= Pierce Dod =

British physician (1683–1754)

Pierce Dod FRS, FRCP (1683–1754) was a British physician and opponent of smallpox inoculation. He graduated from Brasenose College, Oxford in 1701, received his MA in 1705, MD in 1714 and was elected a fellow of the Royal College of Physicians in 1720. He was made a physician to St. Bartholomew's Hospital from 1725 until his death, and he joined the Royal Society in 1730.
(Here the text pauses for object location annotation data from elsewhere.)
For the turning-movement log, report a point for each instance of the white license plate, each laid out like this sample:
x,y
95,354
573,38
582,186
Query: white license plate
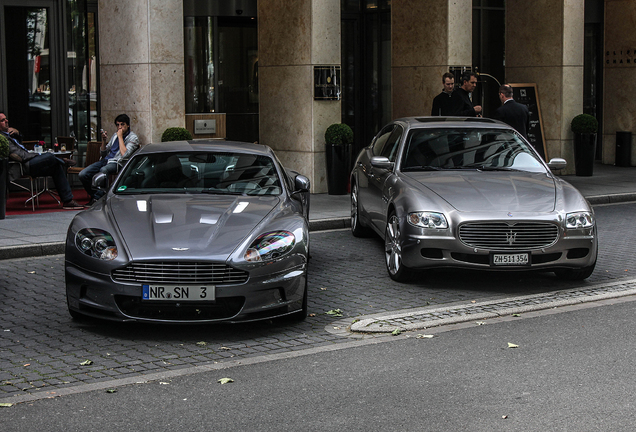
x,y
517,259
178,292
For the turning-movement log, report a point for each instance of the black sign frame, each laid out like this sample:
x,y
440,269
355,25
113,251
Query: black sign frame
x,y
326,82
528,95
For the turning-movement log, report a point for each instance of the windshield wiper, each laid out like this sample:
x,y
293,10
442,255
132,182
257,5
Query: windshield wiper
x,y
421,168
221,192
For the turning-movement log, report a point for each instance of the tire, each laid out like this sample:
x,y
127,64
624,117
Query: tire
x,y
357,229
393,251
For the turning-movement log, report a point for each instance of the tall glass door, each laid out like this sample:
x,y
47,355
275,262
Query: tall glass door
x,y
29,84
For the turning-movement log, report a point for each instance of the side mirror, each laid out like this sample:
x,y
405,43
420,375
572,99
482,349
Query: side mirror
x,y
381,162
301,184
100,181
557,163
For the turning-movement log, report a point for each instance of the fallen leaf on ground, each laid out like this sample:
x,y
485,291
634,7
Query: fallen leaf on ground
x,y
335,312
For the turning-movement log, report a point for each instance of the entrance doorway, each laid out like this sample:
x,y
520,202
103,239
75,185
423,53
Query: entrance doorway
x,y
30,81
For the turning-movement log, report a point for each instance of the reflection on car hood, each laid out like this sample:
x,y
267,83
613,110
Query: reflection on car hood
x,y
187,226
492,191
His entry into the smallpox controversy occurred in 1746. He wrote Several cases in physick, and one in particular, giving an account of a person who was inoculated for the small-pox. . . and yet had it again. The pamphlet discussed nine cases that were to prove that inoculation was not effective. However, only one of the clinical cases was actually an indictment of the smallpox inoculation practice, and that was a child who was inoculated at the age of three and then developed smallpox at five. This work was countered by doctors J. Kirkpatrick, W. Barrowby, and I. Schomberg in A letter to the real and genuine Pierce Dod, MD, exposing the low absurdity of a late spurious pamphlet falsely ascrib'd to that learned physician: with a full answer to the mistaken case of a natural small-pox, after taking it by inoculation, by Dod Pierce, MS. The answering pamphlet was entirely satirical—pretending that the original must have been a piracy, since the real Pierce Dod would never have made such a mistake as to write about a case that he had not personally witnessed and would have understood that some persons get smallpox twice. (Dod had had the case of second infection reported in a letter to him.) They argued that only someone afraid of losing money from his clinical practice would oppose inoculations that prevented disease.

The satire caused Dod a great deal of professional damage, both to his reputation and his practice. He died on 6 August 1754.